After the bombing of Pearl Harbor and signing of Executive Order 9066, Takamoto's family, like many Japanese-Americans, was forced to move to the Manzanar internment camp in the early 1940s. They spent the rest of World War II there, and it was at the camp that Takamoto received basic illustration training from two co-internees who were former Hollywood art directors.
To get a break from camp life Takamoto became a laborer, picking fruit in Idaho.
Takamoto entered the cartoon world after the end of the war. Without the benefit of a formal portfolio of his work, he created a sketchbook of, by his own admission, "everything I saw." It was based on this sketchbook that he applied to work at the Disney studios.
He was hired as an assistant animator by Walt Disney Animation Studios in 1945. Takamoto eventually became an assistant to Milt Kahl. He worked as an animator and character designer on such titles as Cinderella (1950), Peter Pan (1953), Lady and the Tramp (1955), Sleeping Beauty (1959), and One Hundred and One Dalmatians (1961).
Takamoto was Vice-President of Creative Design at Hanna-Barbera and was responsible for overseeing Hanna-Barbera's many merchandising lines as well as design work for their Animation Art Dept. In 1996, he received the Winsor McCay Award for lifetime achievement and contributions in the animation field. In 2005 he received the Golden Award from the Animation guild, to honor his more than 50 years of service in the animation field.
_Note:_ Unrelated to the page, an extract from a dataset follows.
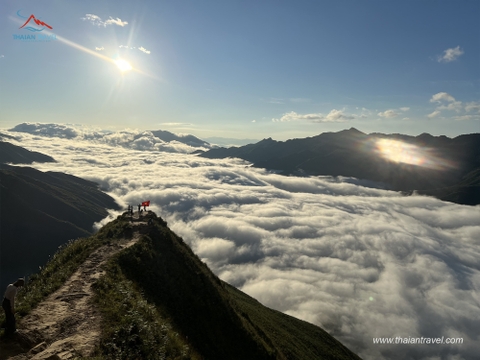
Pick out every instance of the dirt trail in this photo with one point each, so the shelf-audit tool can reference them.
(65, 325)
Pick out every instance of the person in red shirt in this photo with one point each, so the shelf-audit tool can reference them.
(8, 305)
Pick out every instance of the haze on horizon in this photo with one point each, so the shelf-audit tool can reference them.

After Time Warner merged with (then owner of Hanna-Barbera Studios) Turner Broadcasting System in 1996, Takamoto became Vice President of Special Projects for Warner Bros. Animation.
Takamoto's memoirs were published posthumously in 2009 by University Press of Mississippi as Iwao Takamoto: My Life with a Thousand Characters by Iwao Takamoto and Michael Mallory. An intimate memoir, Living With A Legend, was published posthumously in 2012 by TotalRecall Press by his stepdaughter, Leslie E. Stern.